По дороге вприпрыжку бежали мальчишки и кричали:
— Несут, несут!..
Городовые зашевелились: конные выстроились в ряд, пешие подвинулись ближе к воротам. Из-за угла дома, стоящего у перекрестка, показалась похоронная процессия. Два человека шли впереди, неся крышку гроба. За ними шестеро несли простой некрашеный гроб на перекинутых через плечо полотенцах, а за гробом темной густой лавиной двигались провожающие.
Старуха Брагина думала, что будут хоронить какого-нибудь чиновного господина, а в гробу лежал веснушчатый молодой парень в ситцевой полинялой рубашке, держа в застывших на груди руках несколько прутиков вербы с пушистыми серенькими барашками. Вербные прутики лежали и на холстинке, прикрывавшей парня от груди до ног. Из гроба выпирали широкие носки неношеных лаптей, в которые обули покойника.

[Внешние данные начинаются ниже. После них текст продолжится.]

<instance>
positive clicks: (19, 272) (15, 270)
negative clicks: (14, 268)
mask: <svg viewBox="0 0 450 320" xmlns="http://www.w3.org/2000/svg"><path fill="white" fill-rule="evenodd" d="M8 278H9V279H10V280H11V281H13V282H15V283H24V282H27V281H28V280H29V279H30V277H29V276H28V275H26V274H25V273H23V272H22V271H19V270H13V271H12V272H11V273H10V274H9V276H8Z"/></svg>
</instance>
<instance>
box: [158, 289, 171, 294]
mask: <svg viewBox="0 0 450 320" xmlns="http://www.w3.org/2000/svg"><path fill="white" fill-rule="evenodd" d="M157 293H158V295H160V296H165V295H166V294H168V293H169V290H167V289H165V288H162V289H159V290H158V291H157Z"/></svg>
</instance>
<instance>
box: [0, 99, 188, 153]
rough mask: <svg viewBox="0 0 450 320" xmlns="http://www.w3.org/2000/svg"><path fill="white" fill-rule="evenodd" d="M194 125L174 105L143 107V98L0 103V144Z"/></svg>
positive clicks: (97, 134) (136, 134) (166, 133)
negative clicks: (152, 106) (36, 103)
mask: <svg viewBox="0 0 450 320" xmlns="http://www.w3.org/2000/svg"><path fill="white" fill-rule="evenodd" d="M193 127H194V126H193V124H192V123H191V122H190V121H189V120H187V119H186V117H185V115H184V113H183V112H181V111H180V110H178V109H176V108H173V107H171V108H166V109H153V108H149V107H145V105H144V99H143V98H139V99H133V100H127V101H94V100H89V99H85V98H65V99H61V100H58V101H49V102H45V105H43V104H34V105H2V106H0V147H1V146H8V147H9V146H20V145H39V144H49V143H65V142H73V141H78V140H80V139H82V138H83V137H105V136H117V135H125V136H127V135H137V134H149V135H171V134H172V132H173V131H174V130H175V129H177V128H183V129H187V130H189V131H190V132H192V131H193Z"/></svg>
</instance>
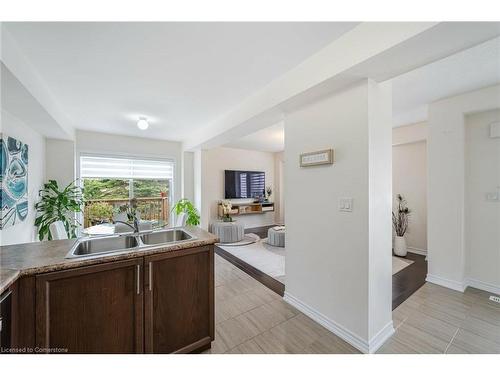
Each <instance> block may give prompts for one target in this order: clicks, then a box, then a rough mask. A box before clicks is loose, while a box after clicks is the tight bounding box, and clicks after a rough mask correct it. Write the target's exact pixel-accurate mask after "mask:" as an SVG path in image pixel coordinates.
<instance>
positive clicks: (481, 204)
mask: <svg viewBox="0 0 500 375" xmlns="http://www.w3.org/2000/svg"><path fill="white" fill-rule="evenodd" d="M499 105H500V103H499ZM498 121H500V110H493V111H487V112H481V113H476V114H472V115H469V116H467V117H466V119H465V124H466V134H465V139H466V142H465V161H466V167H465V183H466V191H465V192H466V196H465V198H466V207H465V238H466V276H467V278H468V283H472V284H473V285H475V286H478V285H489V286H490V288H492V289H494V288H496V289H499V290H500V202H492V201H488V200H487V199H486V193H488V192H493V193H494V192H499V193H500V138H490V137H489V125H490V124H491V123H493V122H498Z"/></svg>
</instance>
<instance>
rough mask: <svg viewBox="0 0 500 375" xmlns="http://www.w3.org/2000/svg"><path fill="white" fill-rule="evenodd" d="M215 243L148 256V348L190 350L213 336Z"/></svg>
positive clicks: (159, 352) (147, 327)
mask: <svg viewBox="0 0 500 375" xmlns="http://www.w3.org/2000/svg"><path fill="white" fill-rule="evenodd" d="M213 257H214V254H213V246H204V247H199V248H193V249H187V250H181V251H175V252H170V253H165V254H158V255H153V256H149V257H145V266H146V273H145V282H144V284H145V351H146V352H147V353H188V352H193V351H196V350H197V349H199V348H201V347H206V346H207V345H210V342H211V341H212V340H213V339H214V274H213V269H214V266H213V261H214V260H213Z"/></svg>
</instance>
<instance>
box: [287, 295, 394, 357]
mask: <svg viewBox="0 0 500 375" xmlns="http://www.w3.org/2000/svg"><path fill="white" fill-rule="evenodd" d="M283 299H284V300H285V301H286V302H288V303H289V304H290V305H292V306H293V307H295V308H296V309H297V310H299V311H300V312H302V313H303V314H304V315H307V316H308V317H309V318H311V319H312V320H314V321H315V322H316V323H318V324H320V325H321V326H323V327H325V328H326V329H327V330H329V331H330V332H332V333H334V334H335V335H337V336H339V337H340V338H341V339H343V340H345V341H347V342H348V343H349V344H351V345H352V346H354V347H355V348H356V349H358V350H360V351H361V352H362V353H374V352H375V351H376V350H377V349H378V348H380V347H381V346H382V345H383V344H384V342H385V341H386V340H387V339H388V338H389V337H390V336H391V335H392V334H393V333H394V327H393V324H392V320H391V321H390V322H389V323H387V325H386V326H385V327H384V328H383V329H382V330H381V331H380V332H379V333H377V334H376V335H375V336H374V337H373V339H372V340H370V342H367V341H366V340H364V339H362V338H361V337H359V336H358V335H357V334H355V333H354V332H351V331H350V330H348V329H347V328H345V327H343V326H342V325H340V324H338V323H336V322H334V321H333V320H331V319H330V318H328V317H326V316H325V315H323V314H321V313H320V312H319V311H317V310H315V309H314V308H312V307H311V306H309V305H307V304H305V303H304V302H302V301H300V300H299V299H297V298H296V297H294V296H292V295H291V294H290V293H287V292H285V296H284V297H283Z"/></svg>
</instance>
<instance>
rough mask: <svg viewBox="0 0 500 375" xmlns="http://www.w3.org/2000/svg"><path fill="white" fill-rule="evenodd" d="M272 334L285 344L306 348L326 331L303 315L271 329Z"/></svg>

— В новеньких лапоточках на тот свет пойдет, — вздохнула какая-то женщина, остановившись около Вари.
Удар, нанесенный лошадью стражника, оказался для Федора Бодягина смертельным, и он умер за два дня до пасхи.

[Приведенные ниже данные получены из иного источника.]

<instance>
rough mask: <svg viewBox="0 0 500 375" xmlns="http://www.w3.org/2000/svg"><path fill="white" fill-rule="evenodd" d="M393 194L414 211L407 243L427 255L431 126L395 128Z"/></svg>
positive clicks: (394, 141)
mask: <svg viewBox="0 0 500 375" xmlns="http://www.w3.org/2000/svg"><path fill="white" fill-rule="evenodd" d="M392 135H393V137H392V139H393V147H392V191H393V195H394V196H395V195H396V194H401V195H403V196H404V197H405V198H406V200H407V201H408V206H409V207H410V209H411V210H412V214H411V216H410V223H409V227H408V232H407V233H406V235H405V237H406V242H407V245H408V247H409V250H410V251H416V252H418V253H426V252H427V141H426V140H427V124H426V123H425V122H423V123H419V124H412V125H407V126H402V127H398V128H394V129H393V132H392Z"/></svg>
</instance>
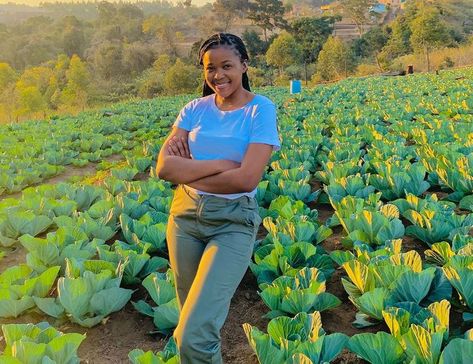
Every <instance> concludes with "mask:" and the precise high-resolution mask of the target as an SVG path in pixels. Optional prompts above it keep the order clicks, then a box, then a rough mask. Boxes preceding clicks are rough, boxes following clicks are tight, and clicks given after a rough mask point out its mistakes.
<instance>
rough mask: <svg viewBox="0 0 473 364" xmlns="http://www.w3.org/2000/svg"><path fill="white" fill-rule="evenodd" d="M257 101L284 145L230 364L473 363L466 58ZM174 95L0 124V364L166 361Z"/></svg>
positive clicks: (233, 349) (224, 339)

Умереть человеку не возбранялось в любой день и час, а с похоронами было не просто. На первый день пасхи хоронить вообще не полагалось, а на второй нельзя было сыскать попа для отпева: всем церковным причтом ходили с молебнами по домам. Поп с дьяконом и псаломщиком Христово воскресенье славят, а пономарь складывает в кошелку крашеные яйца, куличи — дары доброхотных прихожан. Следом едет телега, на которой корзины и короба с этой пасхальной снедью. Отпоют, отчитают скороговоркой молебщики, поздравят хозяев с праздником, и пасторская рука приятно ощутит на ладони худо-бедно полтину, а то и рублевую бумажку. Про особо зажиточных прихожан и говорить не приходится, там трешница и даже пятерка может в пальцах прошелестеть. Домов в приходе немало, и надо успеть побывать во всех — голоса осипнут, ноги одеревенеют, от беспрестанного кадильного дыма дурман в голове, но некогда мешкать, и, еще не успев войти в следующий дом, уже со ступенек крыльца затягивают поп и дьякон пасхальный тропарь.
Как же променять все это на медяки, которые дадут за отпев полунищего парня?
Рабочие, вызвавшиеся помочь старику Бодягину похоронить сына, упрашивали кладбищенского попа, а тот отвечал:
— Погодит Федор ваш.
— Да доколь же, батюшка? Ты то пойми, что теплынь на дворе. Может парень попортиться.
— Завтра нам опять с молебном ходить.
— Ой, ой... А послезавтрева на работу нам выходить. И хоронить будет некому.
Спасибо, надоумила старуха нищенка:
— Дойдите вы, милые, до отца Анкудина... Ветхонький такой батюшка. В теи года тут же, в кладбищенской церкви, служил, а уж годов семь как на покое теперь. А на паску-то, слышь, панихидной халтурой он промышляет, И живет тут за кладбищей, недалече.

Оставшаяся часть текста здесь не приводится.